The mining company, incorporated in Delaware, owns a mountain mine and drove a 14,500-foot tunnel beginning in 1910 that intercepts percolating underground water and brings it to a portal where it flows into the stream. The irrigation company, incorporated in Utah, is a corporate agency of local farmers who long before the tunnel was driven, while the lands were public, appropriated the stream’s natural flow and have used those waters to irrigate downstream arid lands. The mining company has not used the intercepted water but planned to sell rights to it; the tunnel materially diminished the underground supply that fed springs and the stream.

Reasoning

The Court considered whether Utah follows the common-law rule that percolating underground water belongs to the landowner, or whether earlier appropriations on public lands reach underground sources. Reviewing Utah decisions and territorial and congressional enactments, the Court held Utah never adopted the common-law rule for its arid conditions.
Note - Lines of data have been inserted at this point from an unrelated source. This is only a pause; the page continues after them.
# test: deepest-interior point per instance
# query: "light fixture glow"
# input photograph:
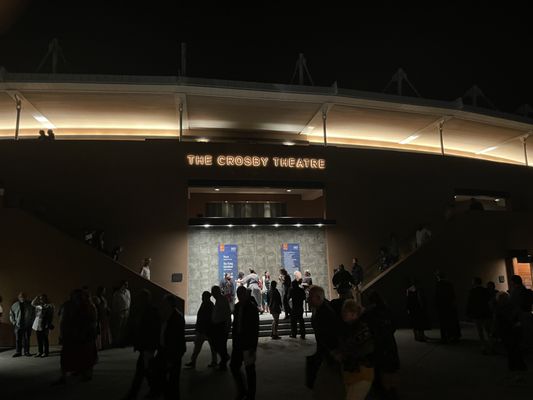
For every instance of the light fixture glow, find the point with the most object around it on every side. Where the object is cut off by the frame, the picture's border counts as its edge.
(487, 150)
(409, 139)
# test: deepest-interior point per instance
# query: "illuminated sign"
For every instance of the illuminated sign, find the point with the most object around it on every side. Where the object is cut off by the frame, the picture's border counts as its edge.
(226, 160)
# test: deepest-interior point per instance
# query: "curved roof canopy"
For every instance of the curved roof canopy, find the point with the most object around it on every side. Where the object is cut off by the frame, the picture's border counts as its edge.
(137, 108)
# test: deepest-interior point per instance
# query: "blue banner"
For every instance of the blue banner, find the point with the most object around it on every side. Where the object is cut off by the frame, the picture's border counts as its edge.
(227, 261)
(290, 257)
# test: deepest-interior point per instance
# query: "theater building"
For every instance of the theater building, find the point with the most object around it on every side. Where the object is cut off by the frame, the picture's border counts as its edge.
(209, 176)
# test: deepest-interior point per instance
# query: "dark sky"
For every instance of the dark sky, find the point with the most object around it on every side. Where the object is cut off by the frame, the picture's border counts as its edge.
(444, 50)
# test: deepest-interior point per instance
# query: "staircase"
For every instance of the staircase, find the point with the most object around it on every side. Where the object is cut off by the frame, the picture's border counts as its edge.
(265, 328)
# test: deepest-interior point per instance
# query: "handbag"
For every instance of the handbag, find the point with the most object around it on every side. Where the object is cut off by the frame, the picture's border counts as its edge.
(312, 365)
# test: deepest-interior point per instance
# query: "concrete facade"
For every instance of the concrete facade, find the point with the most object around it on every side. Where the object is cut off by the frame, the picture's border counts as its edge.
(258, 248)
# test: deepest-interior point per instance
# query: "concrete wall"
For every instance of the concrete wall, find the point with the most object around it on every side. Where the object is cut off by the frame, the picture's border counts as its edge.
(259, 248)
(137, 192)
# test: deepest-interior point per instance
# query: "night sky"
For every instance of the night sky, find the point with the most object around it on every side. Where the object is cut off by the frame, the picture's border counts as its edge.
(444, 50)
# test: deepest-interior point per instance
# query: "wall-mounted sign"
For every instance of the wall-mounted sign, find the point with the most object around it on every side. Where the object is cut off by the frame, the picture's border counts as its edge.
(226, 160)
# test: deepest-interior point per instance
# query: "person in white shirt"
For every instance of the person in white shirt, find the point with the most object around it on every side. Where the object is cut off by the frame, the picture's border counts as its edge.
(120, 313)
(145, 269)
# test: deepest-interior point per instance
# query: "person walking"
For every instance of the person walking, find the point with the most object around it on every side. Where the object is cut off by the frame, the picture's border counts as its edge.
(252, 283)
(147, 334)
(297, 297)
(203, 331)
(285, 282)
(120, 313)
(145, 268)
(417, 311)
(167, 363)
(274, 306)
(327, 383)
(221, 324)
(44, 316)
(477, 309)
(22, 316)
(245, 335)
(103, 329)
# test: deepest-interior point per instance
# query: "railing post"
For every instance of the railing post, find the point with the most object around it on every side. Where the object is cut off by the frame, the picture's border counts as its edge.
(19, 108)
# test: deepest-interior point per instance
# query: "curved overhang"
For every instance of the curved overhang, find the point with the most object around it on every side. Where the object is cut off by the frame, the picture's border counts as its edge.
(138, 108)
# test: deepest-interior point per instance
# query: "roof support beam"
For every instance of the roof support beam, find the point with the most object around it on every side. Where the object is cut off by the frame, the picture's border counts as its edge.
(316, 119)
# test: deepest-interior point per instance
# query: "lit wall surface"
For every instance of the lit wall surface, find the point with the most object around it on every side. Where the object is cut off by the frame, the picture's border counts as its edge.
(139, 108)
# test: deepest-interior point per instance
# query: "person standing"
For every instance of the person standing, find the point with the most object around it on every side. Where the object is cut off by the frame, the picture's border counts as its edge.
(221, 324)
(477, 309)
(121, 312)
(145, 269)
(103, 339)
(146, 341)
(21, 316)
(285, 281)
(170, 351)
(44, 316)
(203, 331)
(297, 296)
(450, 330)
(328, 383)
(245, 337)
(252, 283)
(417, 311)
(274, 305)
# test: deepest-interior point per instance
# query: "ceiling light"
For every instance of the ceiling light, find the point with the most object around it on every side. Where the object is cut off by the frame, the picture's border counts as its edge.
(409, 139)
(487, 150)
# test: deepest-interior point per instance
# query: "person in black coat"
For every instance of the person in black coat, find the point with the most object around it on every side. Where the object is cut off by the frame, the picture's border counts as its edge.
(245, 335)
(170, 351)
(450, 329)
(477, 309)
(145, 341)
(297, 297)
(204, 331)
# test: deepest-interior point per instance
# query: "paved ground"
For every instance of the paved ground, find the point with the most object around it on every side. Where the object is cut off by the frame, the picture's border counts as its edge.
(428, 371)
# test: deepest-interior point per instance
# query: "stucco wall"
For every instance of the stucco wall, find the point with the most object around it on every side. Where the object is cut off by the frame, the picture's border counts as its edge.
(258, 248)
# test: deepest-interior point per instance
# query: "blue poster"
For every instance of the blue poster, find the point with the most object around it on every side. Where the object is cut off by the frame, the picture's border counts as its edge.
(290, 257)
(227, 261)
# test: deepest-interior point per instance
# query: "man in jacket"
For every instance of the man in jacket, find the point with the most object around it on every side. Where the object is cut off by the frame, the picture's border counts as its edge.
(297, 296)
(21, 316)
(170, 351)
(146, 342)
(245, 337)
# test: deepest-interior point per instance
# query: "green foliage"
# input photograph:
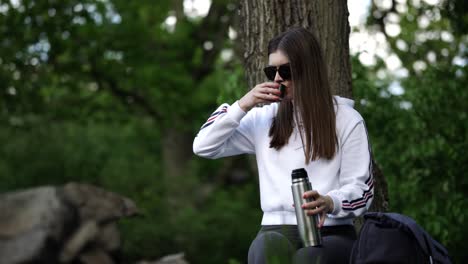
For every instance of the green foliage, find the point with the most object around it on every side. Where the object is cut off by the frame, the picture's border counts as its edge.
(419, 141)
(89, 89)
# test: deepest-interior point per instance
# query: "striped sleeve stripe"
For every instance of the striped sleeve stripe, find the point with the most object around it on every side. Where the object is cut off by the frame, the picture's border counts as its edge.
(213, 117)
(367, 194)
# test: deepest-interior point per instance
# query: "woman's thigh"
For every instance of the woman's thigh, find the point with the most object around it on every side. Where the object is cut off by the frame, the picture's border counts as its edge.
(270, 247)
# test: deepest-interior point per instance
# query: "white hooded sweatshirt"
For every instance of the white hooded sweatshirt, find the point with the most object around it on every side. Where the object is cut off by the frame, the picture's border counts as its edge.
(346, 178)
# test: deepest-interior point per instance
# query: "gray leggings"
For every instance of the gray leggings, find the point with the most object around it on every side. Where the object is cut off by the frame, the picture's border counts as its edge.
(282, 244)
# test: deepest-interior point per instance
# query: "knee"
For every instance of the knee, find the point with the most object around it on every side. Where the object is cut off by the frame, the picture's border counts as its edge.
(270, 247)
The Court relied on early and later Utah cases that recognized appropriations of surface and underground sources on public lands and clarified that prior appropriations include those underground sources. It concluded the Circuit Court of Appeals correctly gave the irrigation company the superior right.

Real world impact

The decision protects irrigation appropriations made when the lands were public and prevents a later mine owner from claiming tunnel-intercepted waters that reduce the stream’s supply. Downstream farmers who relied on the water retain priority under Utah law. The ruling resolves conflicting state-court views and confirms that such water captures do not defeat prior irrigation rights.